この記事を書いた人 Avatar photo 琉球新報社

 安倍政権に近いと言われている東京高検の黒川弘務検事長に関して深刻なスキャンダルが露見した。

 〈(21日発売の)週刊文春は、黒川氏が今月1日と13日、東京都内の産経新聞記者宅で、住人の記者や同僚記者、朝日新聞の元検察担当記者の計4人で賭け麻雀をした疑いがあると報じた。/朝日新聞社は50代の男性社員が参加していたことを認め「不要不急の外出を控えるよう呼び掛けられた状況下でもあり、極めて不適切な行為だ。金銭を賭けていたかどうかは調査中」と談話を出した。産経新聞社広報部は「取材過程で不適切な行為があった場合には、取材源秘匿の原則を守りつつ、社内規定にのっとって適切に対処する」とのコメントを出した〉(21日本紙)。本件に対して、与野党が黒川氏の辞任を求めている。

 情報源に深く食い込んで、人間的信頼関係を構築することは新聞記者の重要な仕事だ。その目的は、「国民の知る権利」に奉仕するためだ。ここで重要になるのは記者の倫理だ。検察官を含む官僚にとって、メディアは自らの業務を遂行する上で利用価値がある。官僚は記者と「外部に知られては困る」というような「共犯関係」を作り出すことで、メディアを操ろうとする。メディアとしても、このような「共犯関係」を官僚と作り出せば、情報が一層取りやすくなる。賭けマージャンは、官僚、記者の双方にとって、魅力的な道具なのである。

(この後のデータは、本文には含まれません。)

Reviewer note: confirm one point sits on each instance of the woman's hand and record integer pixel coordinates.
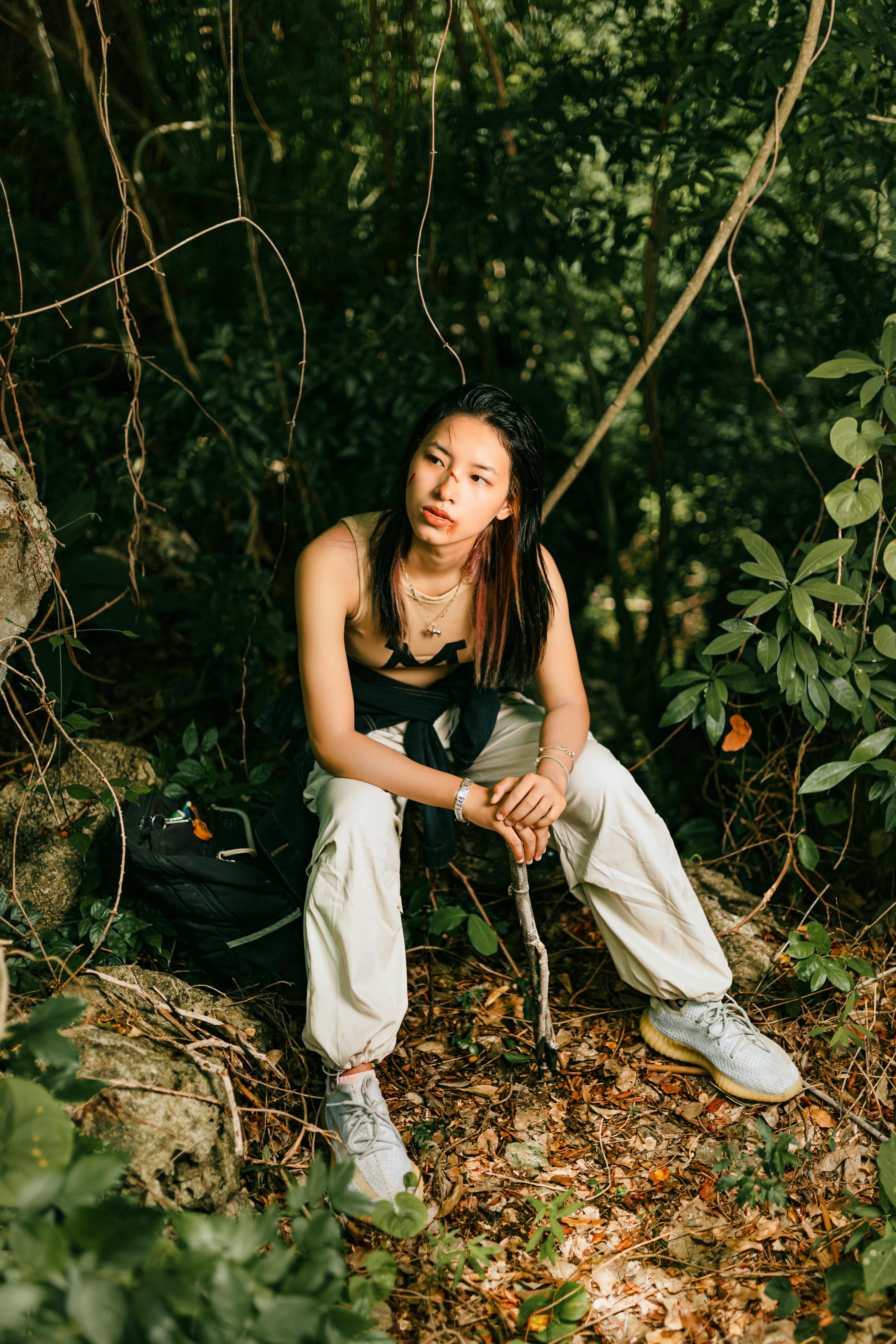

 官僚(国家公務員)が違法行為を行ってはいけないというのは当然のことだ。記者も取材にあたっては守らなくてはならない倫理基準がある。朝日新聞の場合、この社員は現在は記者ではないので、取材の必要でマージャンをしたという理屈も通らない。産経新聞も朝日新聞も組織防衛を始めている。社内調査で、記者や社員が賭けマージャンを行っていたという事実が判明すれば、当事者を処分し、その事実を発表するであろう。

 〈黒川氏が法務省の聞き取り調査に対し、賭けマージャンをしたことを認めたことがわかった〉(5月21日「朝日新聞デジタル」)。22日、黒川氏は辞意を表明した。しかし残された問題は極めて深刻だ。検察とメディアは構造的に癒着している。その結果、検察にとって都合が良い環境を醸成する役割をメディアが果たす。また、メディアは検察に協力することで特ダネを得る。その過程で疑惑の対象とされた人の人権が侵害され、国民の真実を知る権利が歪(ゆが)められる。黒川氏が辞職してもこの構造は変わらない。

 黒川氏以外にも賭けマージャンを記者を操る道具として用いている検察官はいると思う。この機会に、国民の真実を知る権利を保障するという観点から、検察とメディアの癒着の実態を検証する必要がある。